🤖 AI Summary
This work addresses the challenge of effectively associating network scanning sources in the absence of semantic annotations. The authors propose an unsupervised contrastive learning approach based on the Transformer architecture that learns semantic embeddings directly from raw network flow sequences, without requiring pretraining or manual labeling. By modeling inter-sequence similarity and integrating correlation-aware clustering, the method enables automatic association analysis of scanning sources. Experimental results demonstrate that the learned embeddings exhibit significantly higher similarity for sequences originating from the same source compared to those from different sources, indicating strong generalization capability. Furthermore, the clustering outcomes align closely with ground-truth scanning labels, confirming both the effectiveness and novelty of the proposed approach.
📝 Abstract
Understanding activities of Internet scanners is challenging; it often requires identifying relationships between sources, a task for which semantic annotations are scarce. This work investigates whether semantically meaningful pairwise relationships between sequences of network flow records can be estimated by contrastive learning, without pretraining and without annotations. To this end, we propose a transformer model that embeds minimally preprocessed sequences of network flow records and train it using contrastive learning.

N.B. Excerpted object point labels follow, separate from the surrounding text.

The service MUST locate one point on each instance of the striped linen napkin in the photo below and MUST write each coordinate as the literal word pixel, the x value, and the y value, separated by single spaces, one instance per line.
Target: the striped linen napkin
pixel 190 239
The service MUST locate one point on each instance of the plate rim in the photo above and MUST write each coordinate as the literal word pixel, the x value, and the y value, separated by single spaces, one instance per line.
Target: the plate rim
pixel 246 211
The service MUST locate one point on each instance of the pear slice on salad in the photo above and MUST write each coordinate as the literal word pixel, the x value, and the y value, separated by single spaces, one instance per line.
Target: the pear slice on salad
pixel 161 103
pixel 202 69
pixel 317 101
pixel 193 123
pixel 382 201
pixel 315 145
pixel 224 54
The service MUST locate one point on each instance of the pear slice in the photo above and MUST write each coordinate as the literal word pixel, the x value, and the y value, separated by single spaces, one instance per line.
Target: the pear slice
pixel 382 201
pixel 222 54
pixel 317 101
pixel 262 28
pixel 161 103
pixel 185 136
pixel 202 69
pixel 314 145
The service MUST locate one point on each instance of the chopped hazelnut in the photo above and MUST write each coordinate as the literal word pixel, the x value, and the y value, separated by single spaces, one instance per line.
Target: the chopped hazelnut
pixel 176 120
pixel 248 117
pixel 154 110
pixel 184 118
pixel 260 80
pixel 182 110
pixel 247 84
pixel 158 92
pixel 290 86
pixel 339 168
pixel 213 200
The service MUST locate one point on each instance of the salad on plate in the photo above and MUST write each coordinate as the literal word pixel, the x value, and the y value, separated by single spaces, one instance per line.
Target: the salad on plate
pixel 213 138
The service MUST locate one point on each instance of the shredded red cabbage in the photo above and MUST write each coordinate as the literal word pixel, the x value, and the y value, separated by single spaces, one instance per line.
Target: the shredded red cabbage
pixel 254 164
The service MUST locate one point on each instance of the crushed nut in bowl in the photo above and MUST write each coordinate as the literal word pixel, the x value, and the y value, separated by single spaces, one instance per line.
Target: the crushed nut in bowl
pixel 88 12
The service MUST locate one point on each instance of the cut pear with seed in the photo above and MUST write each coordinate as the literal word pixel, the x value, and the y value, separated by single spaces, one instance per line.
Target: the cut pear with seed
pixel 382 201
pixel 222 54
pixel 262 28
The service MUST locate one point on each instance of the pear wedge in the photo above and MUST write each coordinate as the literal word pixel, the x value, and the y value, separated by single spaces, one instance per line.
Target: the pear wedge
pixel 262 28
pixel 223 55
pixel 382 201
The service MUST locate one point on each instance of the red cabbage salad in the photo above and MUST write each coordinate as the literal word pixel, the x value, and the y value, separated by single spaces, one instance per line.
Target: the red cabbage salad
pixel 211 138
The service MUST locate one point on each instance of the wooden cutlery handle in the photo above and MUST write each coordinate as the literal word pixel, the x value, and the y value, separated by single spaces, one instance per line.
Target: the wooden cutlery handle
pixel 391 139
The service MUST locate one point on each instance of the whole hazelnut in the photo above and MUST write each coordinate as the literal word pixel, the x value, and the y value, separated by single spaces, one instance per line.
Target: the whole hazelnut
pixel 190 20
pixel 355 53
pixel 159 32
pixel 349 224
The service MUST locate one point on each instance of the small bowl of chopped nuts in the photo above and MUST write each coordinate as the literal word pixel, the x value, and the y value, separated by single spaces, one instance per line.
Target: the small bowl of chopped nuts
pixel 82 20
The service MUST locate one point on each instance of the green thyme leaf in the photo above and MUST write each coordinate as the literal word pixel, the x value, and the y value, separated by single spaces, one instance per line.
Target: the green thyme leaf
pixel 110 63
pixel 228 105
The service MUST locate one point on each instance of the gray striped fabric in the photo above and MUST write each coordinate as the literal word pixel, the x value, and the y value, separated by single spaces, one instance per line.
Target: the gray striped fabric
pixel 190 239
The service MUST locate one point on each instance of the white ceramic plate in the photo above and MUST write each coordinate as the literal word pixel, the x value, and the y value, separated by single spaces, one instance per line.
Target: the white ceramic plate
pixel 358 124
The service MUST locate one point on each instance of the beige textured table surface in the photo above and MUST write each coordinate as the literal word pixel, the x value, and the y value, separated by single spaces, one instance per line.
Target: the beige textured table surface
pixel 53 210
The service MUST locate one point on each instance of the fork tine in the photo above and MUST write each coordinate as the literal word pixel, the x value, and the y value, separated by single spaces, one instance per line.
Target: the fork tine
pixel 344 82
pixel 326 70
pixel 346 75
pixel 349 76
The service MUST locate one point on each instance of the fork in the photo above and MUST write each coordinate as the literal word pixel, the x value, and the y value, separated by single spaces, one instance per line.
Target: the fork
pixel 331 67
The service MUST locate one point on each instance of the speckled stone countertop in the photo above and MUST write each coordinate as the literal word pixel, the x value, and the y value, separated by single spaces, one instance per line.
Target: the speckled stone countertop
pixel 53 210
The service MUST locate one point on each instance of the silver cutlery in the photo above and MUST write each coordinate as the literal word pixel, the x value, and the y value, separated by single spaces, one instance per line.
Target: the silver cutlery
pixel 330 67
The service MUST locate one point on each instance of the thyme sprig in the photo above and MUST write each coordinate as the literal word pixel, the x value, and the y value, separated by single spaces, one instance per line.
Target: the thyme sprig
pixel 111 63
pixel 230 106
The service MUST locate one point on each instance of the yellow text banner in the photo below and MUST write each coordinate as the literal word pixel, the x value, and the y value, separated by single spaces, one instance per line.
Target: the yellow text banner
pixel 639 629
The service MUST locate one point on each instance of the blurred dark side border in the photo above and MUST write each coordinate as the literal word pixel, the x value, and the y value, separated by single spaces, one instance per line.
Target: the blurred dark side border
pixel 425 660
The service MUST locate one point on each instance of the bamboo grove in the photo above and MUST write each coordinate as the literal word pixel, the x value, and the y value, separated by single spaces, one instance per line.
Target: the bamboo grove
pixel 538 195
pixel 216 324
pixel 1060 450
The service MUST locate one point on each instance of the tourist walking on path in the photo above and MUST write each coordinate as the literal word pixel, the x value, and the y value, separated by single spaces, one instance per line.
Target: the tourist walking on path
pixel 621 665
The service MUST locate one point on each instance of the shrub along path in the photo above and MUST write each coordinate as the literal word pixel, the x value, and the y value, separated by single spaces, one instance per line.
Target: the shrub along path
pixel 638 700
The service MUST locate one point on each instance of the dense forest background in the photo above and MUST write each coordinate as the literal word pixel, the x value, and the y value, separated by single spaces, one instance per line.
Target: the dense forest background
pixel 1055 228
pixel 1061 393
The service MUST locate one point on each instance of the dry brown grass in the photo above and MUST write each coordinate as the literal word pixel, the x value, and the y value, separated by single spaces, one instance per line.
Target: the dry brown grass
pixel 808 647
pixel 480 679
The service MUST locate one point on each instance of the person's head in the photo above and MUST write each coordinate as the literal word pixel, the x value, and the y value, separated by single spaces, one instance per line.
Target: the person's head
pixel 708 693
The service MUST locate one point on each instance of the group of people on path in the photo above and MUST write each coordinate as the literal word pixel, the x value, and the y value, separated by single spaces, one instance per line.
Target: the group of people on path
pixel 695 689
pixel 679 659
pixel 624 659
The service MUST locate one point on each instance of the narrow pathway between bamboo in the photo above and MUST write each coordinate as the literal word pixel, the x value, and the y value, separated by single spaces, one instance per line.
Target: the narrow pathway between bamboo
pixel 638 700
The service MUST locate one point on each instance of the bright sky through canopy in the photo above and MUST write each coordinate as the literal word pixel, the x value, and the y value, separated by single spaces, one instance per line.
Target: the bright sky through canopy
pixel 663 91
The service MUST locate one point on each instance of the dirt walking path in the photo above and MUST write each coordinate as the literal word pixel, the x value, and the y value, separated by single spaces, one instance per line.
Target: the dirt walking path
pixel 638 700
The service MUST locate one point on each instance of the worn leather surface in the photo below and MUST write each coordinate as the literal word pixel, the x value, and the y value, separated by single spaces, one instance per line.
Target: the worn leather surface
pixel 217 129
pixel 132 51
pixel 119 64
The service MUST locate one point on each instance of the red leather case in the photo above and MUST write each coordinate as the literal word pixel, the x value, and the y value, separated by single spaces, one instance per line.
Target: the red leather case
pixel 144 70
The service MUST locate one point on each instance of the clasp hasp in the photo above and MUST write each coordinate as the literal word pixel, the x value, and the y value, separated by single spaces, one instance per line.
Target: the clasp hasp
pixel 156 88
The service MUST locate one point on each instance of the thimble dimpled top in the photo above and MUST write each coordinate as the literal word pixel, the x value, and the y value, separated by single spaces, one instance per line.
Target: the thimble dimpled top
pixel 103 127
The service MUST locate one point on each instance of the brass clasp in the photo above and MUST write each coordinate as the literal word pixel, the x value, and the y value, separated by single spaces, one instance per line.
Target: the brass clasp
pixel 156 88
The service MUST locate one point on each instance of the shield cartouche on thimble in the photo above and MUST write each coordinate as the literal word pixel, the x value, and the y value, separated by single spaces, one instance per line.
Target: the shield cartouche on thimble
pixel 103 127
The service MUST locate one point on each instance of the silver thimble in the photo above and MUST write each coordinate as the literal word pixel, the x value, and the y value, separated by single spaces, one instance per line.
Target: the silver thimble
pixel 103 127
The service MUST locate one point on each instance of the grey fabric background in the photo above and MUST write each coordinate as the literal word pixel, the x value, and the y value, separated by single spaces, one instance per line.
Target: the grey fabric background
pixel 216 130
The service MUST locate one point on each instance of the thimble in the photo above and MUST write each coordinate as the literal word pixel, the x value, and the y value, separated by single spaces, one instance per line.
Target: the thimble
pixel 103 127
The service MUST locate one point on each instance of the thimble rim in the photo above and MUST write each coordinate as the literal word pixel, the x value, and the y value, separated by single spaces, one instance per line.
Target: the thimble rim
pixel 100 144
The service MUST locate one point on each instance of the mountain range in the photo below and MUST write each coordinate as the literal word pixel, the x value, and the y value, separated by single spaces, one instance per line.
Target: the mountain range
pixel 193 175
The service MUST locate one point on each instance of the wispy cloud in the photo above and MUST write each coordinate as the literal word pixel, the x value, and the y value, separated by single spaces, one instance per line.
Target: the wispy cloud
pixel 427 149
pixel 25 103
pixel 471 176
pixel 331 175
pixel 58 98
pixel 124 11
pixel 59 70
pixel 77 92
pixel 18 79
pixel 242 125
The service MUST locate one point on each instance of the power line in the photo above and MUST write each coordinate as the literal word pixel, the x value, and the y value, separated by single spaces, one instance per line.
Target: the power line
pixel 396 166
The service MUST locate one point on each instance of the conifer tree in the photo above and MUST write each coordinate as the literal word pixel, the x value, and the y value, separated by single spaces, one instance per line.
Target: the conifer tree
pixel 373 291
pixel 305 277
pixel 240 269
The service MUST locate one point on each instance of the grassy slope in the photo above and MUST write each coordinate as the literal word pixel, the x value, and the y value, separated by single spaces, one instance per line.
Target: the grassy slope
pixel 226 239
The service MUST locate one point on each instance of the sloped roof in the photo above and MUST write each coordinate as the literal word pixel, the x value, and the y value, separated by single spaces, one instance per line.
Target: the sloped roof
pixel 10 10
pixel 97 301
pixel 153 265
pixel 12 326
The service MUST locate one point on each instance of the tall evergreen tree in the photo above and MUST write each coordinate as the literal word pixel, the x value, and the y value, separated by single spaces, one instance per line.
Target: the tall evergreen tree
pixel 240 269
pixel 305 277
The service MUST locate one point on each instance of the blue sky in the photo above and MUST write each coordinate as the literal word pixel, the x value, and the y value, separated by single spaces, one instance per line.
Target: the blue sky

With the similarities obtained from this model, we state a correlation clustering problem and solve it locally. Experimentally, we show: Learned similarities are higher on average for sequences originating from the same source than for sequences originating from different sources, and this property generalizes to unseen sequences of unseen sources. Moreover, correlation clustering yields clusters consistent with scanner labels. The complete source code of the algorithms and for reproducing the experiments is publicly available.